In its petition for certiorari, Mutual argues that PLIVA requires preemption of Bartlett’s claim because federal law is the same for labeling and design requirements. In opposition, Bartlett maintains that the state law claim is not preempted because New Hampshire law does not require a generic to take any action that federal law prohibits. In the words of the First Circuit, while “the generic maker has no choice as to label–the decision to make the drug and market it in New Hampshire is wholly its own.” Bartlett argues that PLIVA is distinguishable because failure-to-warn claims are based on a duty to change a product label, which the Hatch Waxman Amendments prohibit, while design defect claims are based on a duty to stop selling, which is in not prohibited. Mutual counters that failing to change a label is no different than selling a product with a defective warning, which is no different than selling a product with a defective design.
The Supreme Court is expected to hear arguments in March of next year. Mutual certainly has a strong argument give the recent precedent and common statutory basis for preemption. On the other hand, the Court may find merit in Bartlett’s argument that the stop selling theory applies differently when a state law claim is based on the actual drug (i.e., its design) than when it is based on its accompanying label. Also of possible influence is Bartlett’s contention, citing Wyeth v. Levine, 555 U.S. 555 (2009), that “‘Congress did not intend [FDA] oversight to be the exclusive means of ensuring drug safety and effectiveness’ and that state law serves as a ‘complementary form of drug regulation.'” Lastly, PLIVA was a 5-4 decision in which the dissent adamantly disapproved of hinging a consumer’s relief on “the happenstance of whether her pharmacist filled her prescription with a brand-name or generic drug,” and even the majority admitted that this discrepancy “makes little sense.” (The First Circuit similarly commented in this case that Bartlett “lost her [original] warning claim by the mere chance of her drug store’s selection of a generic.”)

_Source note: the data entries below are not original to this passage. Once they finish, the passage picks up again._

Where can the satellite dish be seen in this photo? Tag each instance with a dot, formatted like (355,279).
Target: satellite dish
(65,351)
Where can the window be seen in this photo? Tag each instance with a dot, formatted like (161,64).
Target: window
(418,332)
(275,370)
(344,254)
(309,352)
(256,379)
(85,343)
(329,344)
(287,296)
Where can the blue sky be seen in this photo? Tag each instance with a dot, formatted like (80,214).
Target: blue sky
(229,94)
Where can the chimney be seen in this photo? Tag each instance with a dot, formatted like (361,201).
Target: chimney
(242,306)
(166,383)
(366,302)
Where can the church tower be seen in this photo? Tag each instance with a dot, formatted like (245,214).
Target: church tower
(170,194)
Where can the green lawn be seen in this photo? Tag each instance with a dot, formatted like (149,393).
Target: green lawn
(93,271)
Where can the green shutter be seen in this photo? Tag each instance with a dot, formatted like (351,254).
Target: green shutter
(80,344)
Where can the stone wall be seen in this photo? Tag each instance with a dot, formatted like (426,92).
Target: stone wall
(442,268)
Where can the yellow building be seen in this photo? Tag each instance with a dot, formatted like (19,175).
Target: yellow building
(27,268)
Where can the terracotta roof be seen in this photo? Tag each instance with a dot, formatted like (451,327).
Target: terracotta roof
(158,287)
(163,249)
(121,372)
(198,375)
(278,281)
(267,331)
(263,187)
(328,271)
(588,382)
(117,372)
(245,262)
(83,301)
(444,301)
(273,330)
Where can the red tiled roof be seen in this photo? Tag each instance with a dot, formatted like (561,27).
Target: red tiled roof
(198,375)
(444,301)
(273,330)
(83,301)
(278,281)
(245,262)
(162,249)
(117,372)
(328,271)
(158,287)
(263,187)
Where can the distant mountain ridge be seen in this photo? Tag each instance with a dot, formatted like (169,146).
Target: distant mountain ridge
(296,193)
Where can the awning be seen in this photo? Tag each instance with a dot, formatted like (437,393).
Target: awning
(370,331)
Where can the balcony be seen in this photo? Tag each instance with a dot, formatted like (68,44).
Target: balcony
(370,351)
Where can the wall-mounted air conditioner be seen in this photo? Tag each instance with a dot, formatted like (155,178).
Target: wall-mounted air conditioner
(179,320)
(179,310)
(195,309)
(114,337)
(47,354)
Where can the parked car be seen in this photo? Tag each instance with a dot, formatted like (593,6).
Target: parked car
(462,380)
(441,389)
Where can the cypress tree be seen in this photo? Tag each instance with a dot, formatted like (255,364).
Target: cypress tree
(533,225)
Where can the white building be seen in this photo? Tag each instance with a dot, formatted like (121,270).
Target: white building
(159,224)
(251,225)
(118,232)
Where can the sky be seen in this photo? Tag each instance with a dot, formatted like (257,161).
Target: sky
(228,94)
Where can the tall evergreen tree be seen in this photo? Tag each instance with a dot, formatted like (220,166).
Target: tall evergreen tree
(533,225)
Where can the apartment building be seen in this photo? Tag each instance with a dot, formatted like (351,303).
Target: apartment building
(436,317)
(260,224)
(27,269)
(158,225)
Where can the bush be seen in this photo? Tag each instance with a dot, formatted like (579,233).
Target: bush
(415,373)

A decision in favor of Mutual would further limit consumers’ ability to bring products-liability lawsuits. Many state courts, however, already refuse to recognize “abnormally dangerous” strict liability claims for prescription drugs based on RS (2nd) § 402A, comment k, which provides an exception for “unavoidably unsafe products . . . accompanied by adequate warnings.” See Restatement (Third) of Torts: Products Liability § 6, comment f (Courts “traditionally have refused to review the reasonableness of the designs of prescription drugs.”). Nevertheless, the Supreme Court’s decision will dictate whether generic and brand name consumers are provided the same opportunities for relief in those that do, including New Hampshire.